Professor Pamela Scully
Email: pamela.scully@emory.edu
Pamela Scully is Professor of Women’s, Gender, and Sexuality Studies, and Professor of African Studies, at Emory University. She has her Ph.D. in history from the University of Michigan. Her research interests focus on comparative women’s and gender history with an emphasis on slave emancipation, biography, and on sexual violence in wartime and in post-conflict societies. Her books include Sara Baartman and the Hottentot Venus: A Ghost Story and a Biography, co-authored with Clifton Crais (Princeton, 2009, 2010) and Ellen Johnson Sirleaf (Ohio University Press, Short History of Africa Series, 2016). Professor Scully is involved in various collaborations on Ebola including serving as an academic advisor to the film Survivors, about Ebola in Sierra Leone. She serves on the editorial board of The Journal of Women’s History and Social Dynamics, and is on the advisory board of The Journal of Southern African Studies. Professor Scully works closely with the Institute for Developing Nations, a partnership between Emory University and The Carter Center, which focuses on collaborative research regarding issues of poverty and development. She has been particularly involved in projects relating to rule of law and gender based violence in Liberia.
Kerrie Thornhill
Email: kerrie.thornhill@gmail.com
Kerrie Thornhill is a D.Phil Candidate at Oxford School of Geography & the Environment, researching social beliefs regarding sexual and gender-based violence (SGBV) in post-conflict Liberia. She has lived in Liberia for several periods of fieldwork since 2008, and has been working on human security and development issues in Africa since 2003. Before commencing her M.Phil at Oxford Department of International Development, she worked in the non-profit sector, assisting immigrant and refugee women adapt to life in Canada. She has also volunteered in gender-based violence crisis support and advocacy. Kerrie is a junior member of Oxford’s International Gender Studies Centre, and a 2012 Trudeau Scholar.
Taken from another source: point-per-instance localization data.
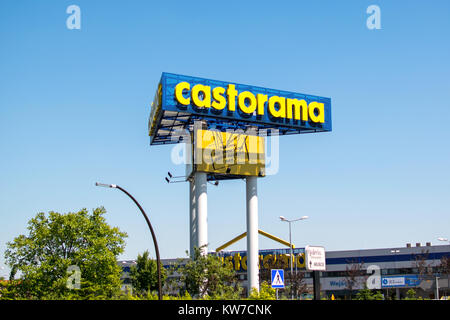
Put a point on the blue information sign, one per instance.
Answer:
(277, 276)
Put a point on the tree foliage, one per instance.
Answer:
(56, 241)
(207, 276)
(144, 275)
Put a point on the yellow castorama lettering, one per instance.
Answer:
(179, 93)
(205, 102)
(278, 107)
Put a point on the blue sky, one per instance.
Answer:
(74, 107)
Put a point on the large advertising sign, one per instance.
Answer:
(180, 100)
(268, 259)
(229, 153)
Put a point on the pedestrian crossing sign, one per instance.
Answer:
(277, 278)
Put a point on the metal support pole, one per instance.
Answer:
(201, 207)
(158, 259)
(437, 288)
(193, 242)
(316, 284)
(290, 258)
(252, 234)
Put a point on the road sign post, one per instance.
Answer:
(277, 282)
(315, 261)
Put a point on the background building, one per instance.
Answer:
(393, 270)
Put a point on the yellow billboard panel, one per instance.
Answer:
(232, 153)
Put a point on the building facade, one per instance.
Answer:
(393, 271)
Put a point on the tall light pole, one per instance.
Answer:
(437, 279)
(158, 260)
(290, 243)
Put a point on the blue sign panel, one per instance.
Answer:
(180, 100)
(399, 281)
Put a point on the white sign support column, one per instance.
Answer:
(252, 234)
(193, 242)
(201, 208)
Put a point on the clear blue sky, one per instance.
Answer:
(74, 107)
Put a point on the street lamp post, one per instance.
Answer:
(290, 244)
(158, 260)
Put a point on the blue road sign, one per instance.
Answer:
(277, 278)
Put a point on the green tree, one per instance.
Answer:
(57, 241)
(206, 276)
(266, 292)
(144, 275)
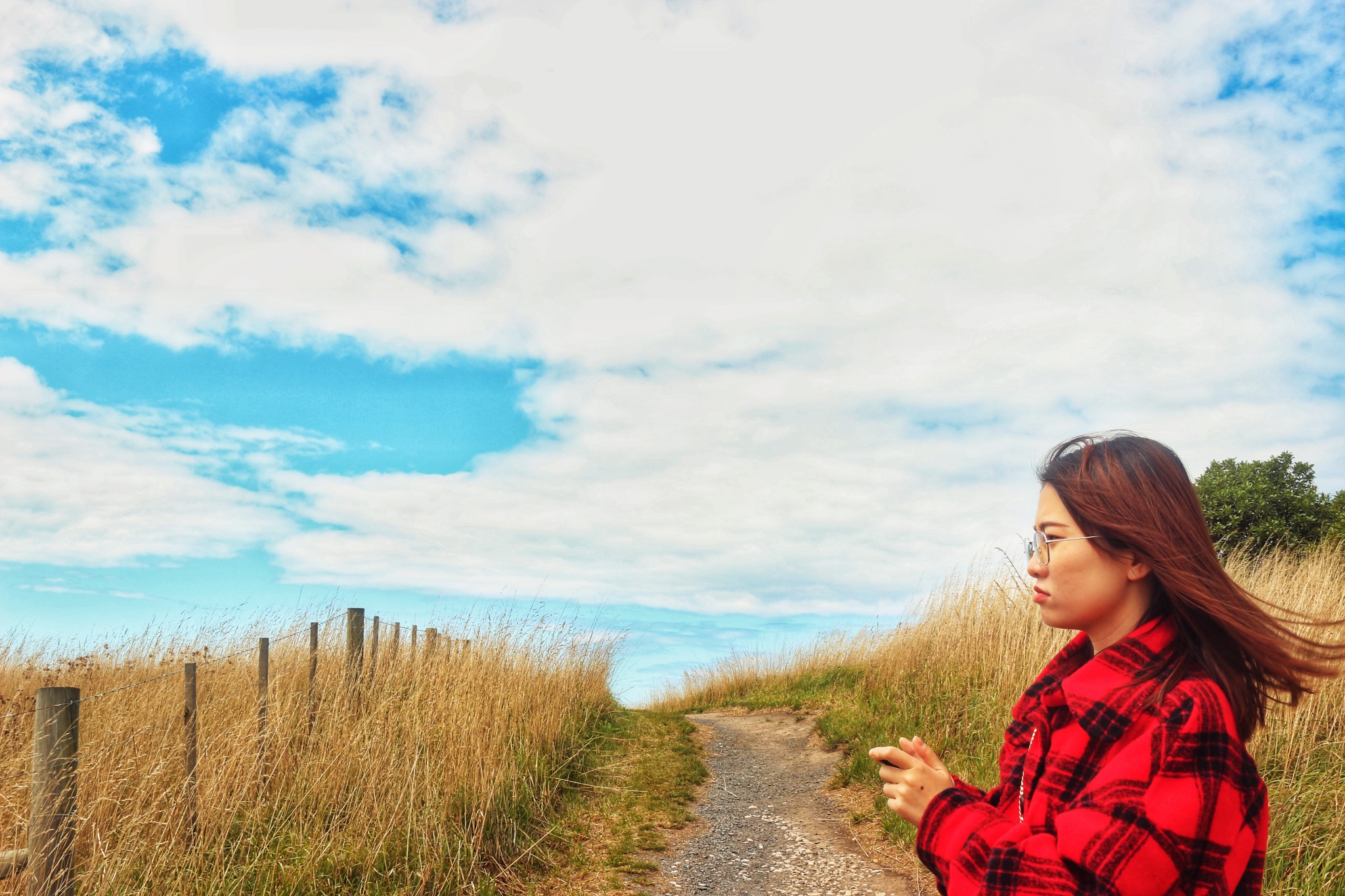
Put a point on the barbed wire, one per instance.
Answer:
(167, 675)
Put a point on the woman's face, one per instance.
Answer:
(1083, 587)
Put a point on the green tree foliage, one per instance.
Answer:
(1336, 527)
(1262, 504)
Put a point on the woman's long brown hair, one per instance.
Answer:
(1134, 492)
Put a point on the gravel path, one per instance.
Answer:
(764, 824)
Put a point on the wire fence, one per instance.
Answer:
(57, 753)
Her most recent publication is “You must sit on the old mat to ply the new one”: Rethinking Threatened Masculinities and Post-conflict Gender Violence in Liberia, in Freedman (Ed.) Engaging Men in the Fight Against Gender Violence: case studies from Africa. 2012, Palgrave Macmillan.
Laura Young, JD, MPH
Email: lyoung@prorightsconsulting.com
Laura is a US-trained human rights lawyer based in Nairobi, Kenya who works across sub-Saharan Africa as a consultant on governance and human rights for USAID, the UN, governments, and international NGOs. Laura has published numerous articles and reports focused on conflict dynamics, gender, minority rights, transitional justice, migration, health, and other human rights issues in the African context. Laura has provided expert input for immigration and asylum cases in both the US and UK, focused on LGBT, FGM/C, domestic violence, trafficking, access to health services (including mental health and HIV), ex-combatants, ethnic minorities, disability access, police protection, and other key issues.